Biological fathers not necessarily the best, social dads parent well too

July 31, 2008

A large number of U.S. children live or will live with a "social father," a man who is married to or cohabiting with the child's mother, but is not the biological father. A new study in the Journal of Marriage and Family examined differences in the parenting practices of four groups of fathers according to whether they were biologically related to a child and whether they were married to the child's mother. Researchers found that married social fathers exhibited equivalent or higher quality parenting behaviors than married and cohabiting biological fathers.

Furthermore, whereas married and cohabiting biological fathers displayed relatively similar quality parenting, the parenting practices of married social fathers were of higher quality than those of cohabiting social fathers.

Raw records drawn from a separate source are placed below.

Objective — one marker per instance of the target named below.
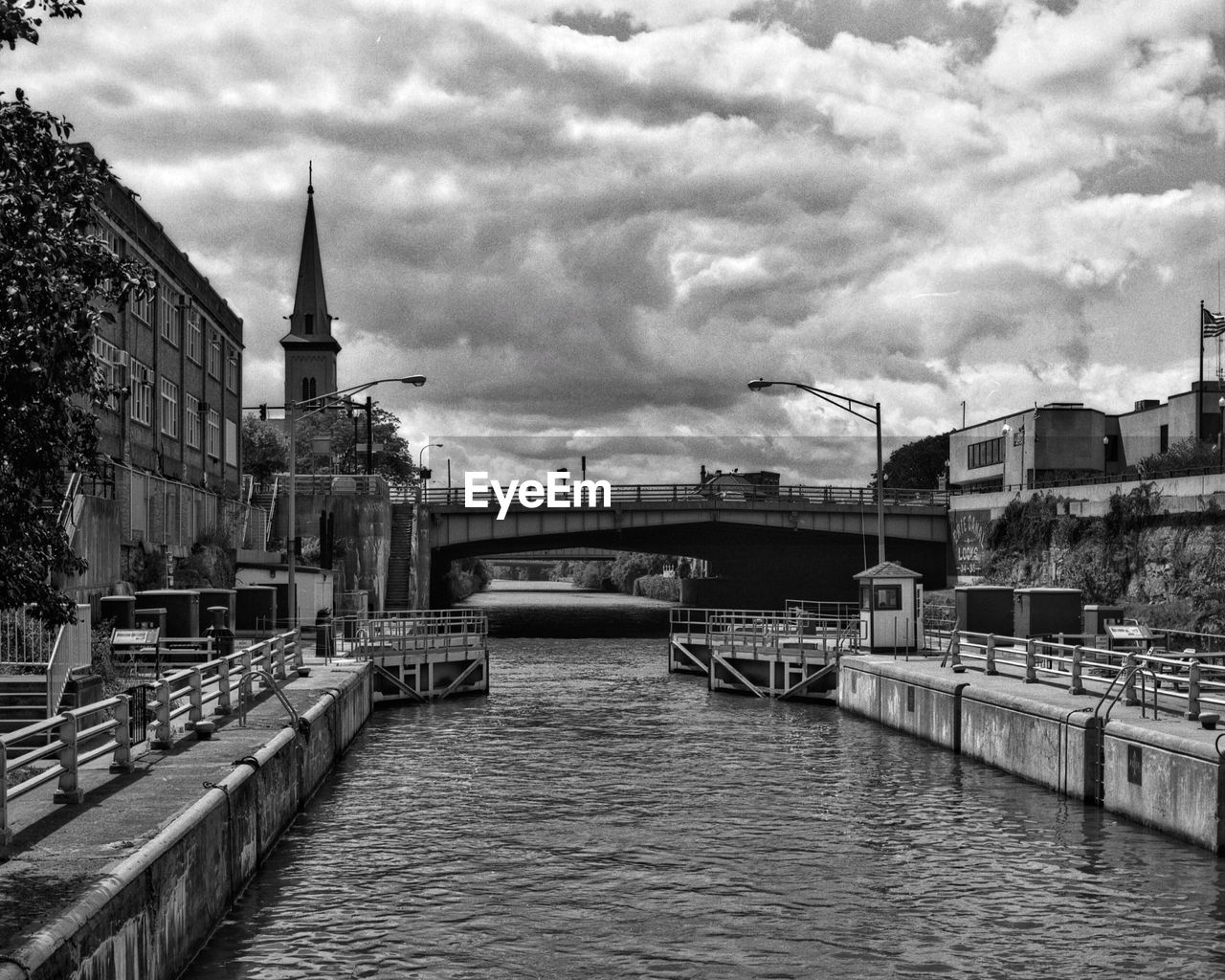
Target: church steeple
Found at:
(310, 348)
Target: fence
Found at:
(1191, 682)
(857, 497)
(762, 630)
(175, 695)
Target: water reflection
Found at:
(598, 817)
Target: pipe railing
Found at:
(752, 630)
(75, 744)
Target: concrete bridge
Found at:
(814, 538)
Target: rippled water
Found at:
(598, 817)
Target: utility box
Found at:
(1046, 612)
(1098, 617)
(182, 611)
(984, 609)
(888, 608)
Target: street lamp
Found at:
(292, 512)
(836, 401)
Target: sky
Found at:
(590, 226)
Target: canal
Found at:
(597, 817)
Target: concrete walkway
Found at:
(57, 850)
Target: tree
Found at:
(265, 449)
(57, 282)
(919, 464)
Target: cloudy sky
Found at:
(598, 222)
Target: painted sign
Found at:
(970, 533)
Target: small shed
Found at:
(888, 607)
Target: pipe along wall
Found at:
(154, 910)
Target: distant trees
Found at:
(919, 464)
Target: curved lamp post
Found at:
(320, 402)
(836, 401)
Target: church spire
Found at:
(310, 348)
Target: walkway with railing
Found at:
(95, 730)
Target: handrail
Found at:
(66, 747)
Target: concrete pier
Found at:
(1165, 773)
(130, 884)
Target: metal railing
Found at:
(762, 630)
(1186, 681)
(187, 692)
(75, 744)
(800, 495)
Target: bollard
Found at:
(1129, 665)
(1193, 691)
(162, 735)
(1077, 686)
(69, 791)
(122, 762)
(223, 686)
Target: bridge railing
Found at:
(857, 497)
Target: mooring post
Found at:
(69, 791)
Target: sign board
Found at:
(135, 637)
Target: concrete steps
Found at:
(22, 702)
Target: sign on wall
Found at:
(970, 533)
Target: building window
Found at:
(107, 355)
(169, 313)
(214, 357)
(141, 306)
(169, 408)
(141, 396)
(213, 445)
(987, 454)
(887, 597)
(193, 336)
(191, 408)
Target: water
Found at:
(597, 817)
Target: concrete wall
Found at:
(156, 909)
(1167, 782)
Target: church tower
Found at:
(310, 348)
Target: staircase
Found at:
(399, 580)
(22, 702)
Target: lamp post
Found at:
(1220, 436)
(836, 401)
(292, 508)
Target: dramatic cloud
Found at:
(599, 222)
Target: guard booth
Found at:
(888, 607)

Married social fathers were more engaged with children, took on more shared responsibility in parenting, and were more trusted by mothers to take care of children.

Led by Lawrence M. Berger, PhD, MSW, of the University of Wisconsin-Madison, participants were drawn from the Fragile Families and Child Wellbeing Study, a longitudinal study of children born in 20 large U.S. cities in the late 1990s and early 2000s. Sample children were mostly born to unmarried parents and had been followed from birth to approximately age five.

Analyses and regression results from interviews with mothers revealed that they perceived married social fathers to be engaged in relatively high quality parenting practices with the five-year-old children. Most notably, social fathers exhibited significantly higher levels of cooperation in parenting than biological fathers.

"On the whole, our findings suggest that marriage is a better predictor of parenting quality with regard to social fathers than biological fathers," the authors conclude. "Our study is relevant to understanding the quality of parental care that children receive from resident fathers across a range of family configurations that are now commonly experienced by children."